Effective Java by Joshua Bloch

Dear reader,
well i finally finished reading book Effective Java by Joshua Bloch (former Google chief Java architect at Google and currently professor at Carnegie Mellon University) and here are my thoughts about this book.


First of all how I got recommendation to read this book?
Onetime at German Java-land conference i met one very senior java developer and he recommended to me to  read this book and then later through my career as it consultant I heard a lot of times mentioning of this book by other devs and in December of 2020 I decided to read it from first to last page.

Was it worth it?
I say this book make me even more passionate about Java programming and i gain the deepest insight into Java language feature’s.
What author main message?
The author of this book tried to pick at Java most weakest points like serialization , threads management and side effects of object oriented implementations in Java things like: inheritance , overloading and overriding, Enum class types, access modifiers.

Things which I absolutely disliked in this book:
The examples and the description about Java generics is very verbose and convoluted, with all honesty those topics even I would read again and again and writes some code in order to understand the point which author made in thisbook.
In this book you will find zero reference to unit tests.
I have impression that Joshua Bloch did a lot of work with legacy code, and nowadays Java can be tested through Junit framework , which allow you to catch many , many bugs before they really damage your code base.
This book tries to give you some reasoning and advise on what to do and what not to do in Java, but I think it´s applicable to all programming languages and in reality you don’t need to utilize all language features in order to build your modern Java enterprise application.
Joshua Bloch speaks about mutability in Java and how this is bad and can cause real problems in any software projects and sure  on that side I agree and it would be great if he added the functional Java examples into this book, but I think it was too much already to ask for. In my opinion mutability is not necessary evil , but only in the case where software design was done right.
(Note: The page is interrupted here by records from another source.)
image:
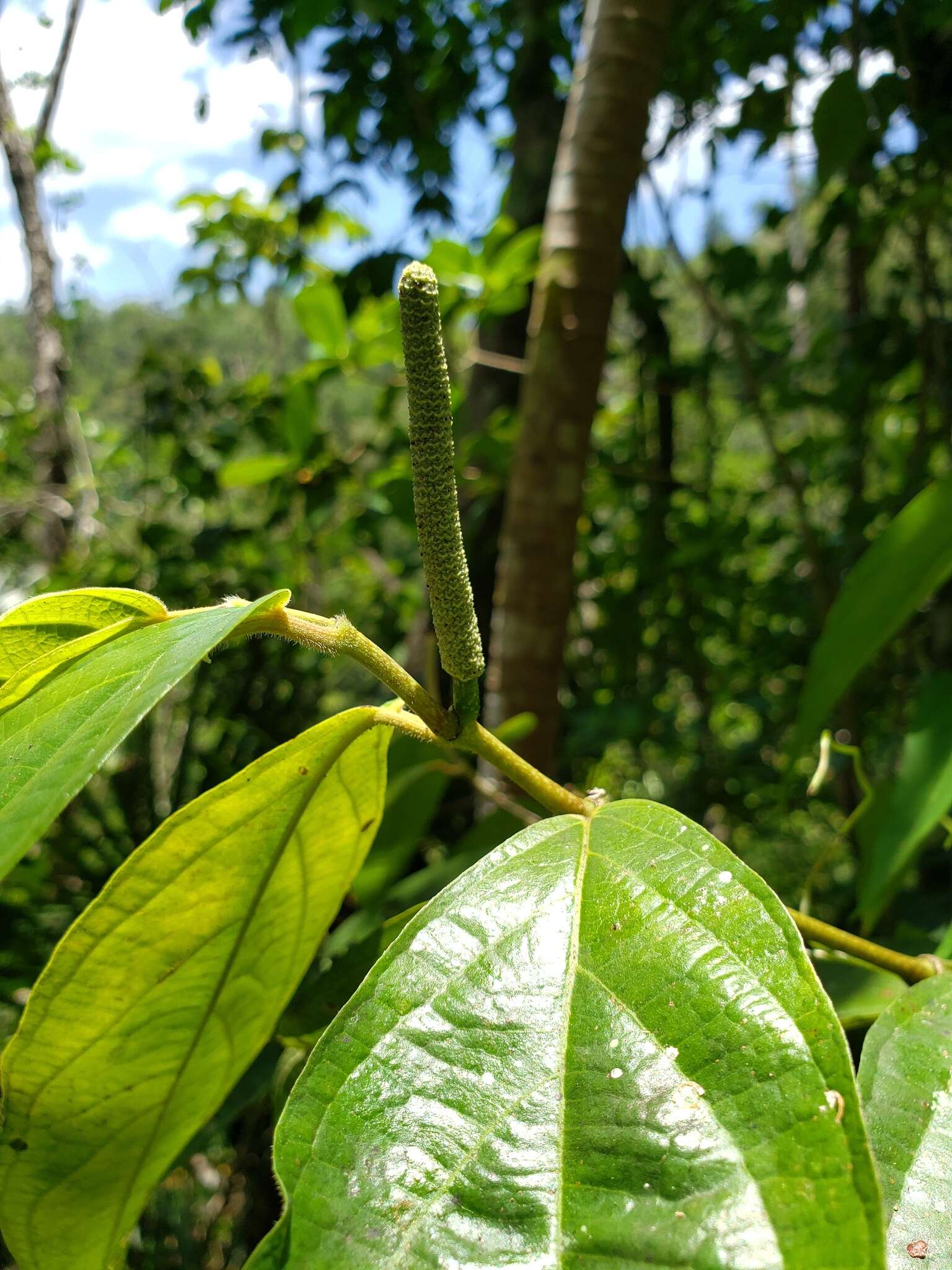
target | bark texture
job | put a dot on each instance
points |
(597, 166)
(52, 448)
Things which I absolutely liked in this book:
This book definitely shows how to apply certain api implementation’s in the  right way, try and catch and garbage collection (dont use finalize 😉 ), really some advises can be very productive and efficient.
The part about String class and the Enum Datatype and understanding that stream and thread don’t work actually good together , then analyzing with JMH http://openjdk.java.net/projects/code-tools/jmh/ and in addition this book answer real hard questions about class extensibility, inheritance and even security, autoboxing, thread and even much more 😉

Whom I recommend this book?
Well I think this book not for newbies, you will just be thrown away by the complexity of language examples.
In my opinion this book for experienced developers , which seek more insight and have developed less trust into Java core api, meaning that they know already that certaint default things in Java, dont work as the JDK Docs describes!
This book wont held your hands and will push you to think about the code in terms , which you previously not thought (this is actually very good)
There some criticism to IDE builders, which i personally dont liked , sure you not always need get and set in your class, but really its cool IDE feature 😉

What did you wished to see in this book?
I really missed the part about unit testing and functional programming in Java, my final impression about this book:

Joshua Bloch don’t use Junit tests in his research and projects, that his design most times is perfect and other people need to advance to his level of knowledge in order to comprehend the great design which he created, this is actually what expected from architects in most tech companies.
In my opinion you can create great code base and software design, but you must rely on unit tests and let them warn you if anything goes besides as expected , sure with Java and other languages some new features always added int language and if you want to use them most efficiently , then you must be able to write test’s for performance benchmarks for those language feature and only then in my opinion you will really know what to use and what not to use.

Summary: Overall interesting book, I think it’s quite good reference material for Java developers and time to time you need to look into this book, but don’t use this book to learn Java if you  do  this, then you doing yourself a disservice.
As novice you need to grasp Java core language and then later Java API and only then you ready for another level of knowledge.
So if you a java novice , learn the basics and do some real commercial projects and only then get a copy of the Joshua Bloch book and read it and try to apply the knowledge from this book.